You’ve probably heard of terms like serif and kerning and leading, but none of those technical terms matter unless you’re a designer. So let’s talk about what really does matter for the average person.
Fonts are actually pretty simple
There are several font qualities that are not at all technical.
These characteristics are very easy to spot, even if you know nothing about fonts. And these qualities create associations in our brains. For example, a thin font will remind us of a thin person, so that font would be perfect for a weight loss product. Likewise, a thick font looks sturdy and strong, making it great for a muscle-building supplement.

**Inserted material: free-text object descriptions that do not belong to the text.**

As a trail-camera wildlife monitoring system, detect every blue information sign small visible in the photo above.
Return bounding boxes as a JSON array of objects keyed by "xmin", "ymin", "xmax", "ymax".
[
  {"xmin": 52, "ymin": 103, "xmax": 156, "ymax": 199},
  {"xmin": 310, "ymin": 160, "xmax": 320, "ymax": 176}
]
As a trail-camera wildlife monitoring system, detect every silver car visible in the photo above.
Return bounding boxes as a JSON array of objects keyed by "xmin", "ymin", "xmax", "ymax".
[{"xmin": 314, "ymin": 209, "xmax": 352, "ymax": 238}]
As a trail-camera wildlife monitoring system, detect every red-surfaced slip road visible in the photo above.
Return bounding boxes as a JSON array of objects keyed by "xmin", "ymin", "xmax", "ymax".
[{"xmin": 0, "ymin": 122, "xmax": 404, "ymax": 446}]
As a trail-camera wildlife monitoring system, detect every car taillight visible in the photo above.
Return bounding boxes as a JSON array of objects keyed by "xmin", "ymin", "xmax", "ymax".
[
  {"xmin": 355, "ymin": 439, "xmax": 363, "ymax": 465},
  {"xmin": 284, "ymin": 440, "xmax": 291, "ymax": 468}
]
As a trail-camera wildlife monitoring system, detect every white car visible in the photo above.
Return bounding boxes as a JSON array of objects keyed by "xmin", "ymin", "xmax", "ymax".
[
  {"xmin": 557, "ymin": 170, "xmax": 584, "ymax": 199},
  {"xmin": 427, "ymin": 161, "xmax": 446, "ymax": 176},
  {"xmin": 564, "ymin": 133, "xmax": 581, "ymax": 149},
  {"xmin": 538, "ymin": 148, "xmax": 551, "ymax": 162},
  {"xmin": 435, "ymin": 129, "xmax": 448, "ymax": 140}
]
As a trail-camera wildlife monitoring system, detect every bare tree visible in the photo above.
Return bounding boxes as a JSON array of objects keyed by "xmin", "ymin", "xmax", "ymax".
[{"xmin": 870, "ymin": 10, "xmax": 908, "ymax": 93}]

As you look at different fonts, try to describe them in everyday words. How do certain fonts makes you feel? Chances are pretty high that the way you feel about a font is the same way other people feel.
Why are font feelings important?
You might be wondering why it matters how a particular font makes you feel, or what that font makes you think of. Well, it’s all about context. Context is the most important aspect of choosing a font. The font itself doesn’t matter too much—a “bad” font can work perfectly in the right context (i.e.: Comic Sans would be great in a comic book, but not anywhere else).
The next time you’re wading through a list of a bazillion fonts and can’t decide which one to use, remember the context and the font feelings.
Do you want to be formal and professional? Stick with an angular, serif font. Wanna be fun and carefree? Use a spaced, rounded font. Is modern and clean the look you’re going for? Then you want a straight, sans serif font.
There is no “perfect” font that works for everything, so don’t stress yourself out trying to find it. The key to good font choice lies in understanding the feelings of each font and matching those feelings to the context. Just like color choice, fonts can have a powerful psychological impact on your readers.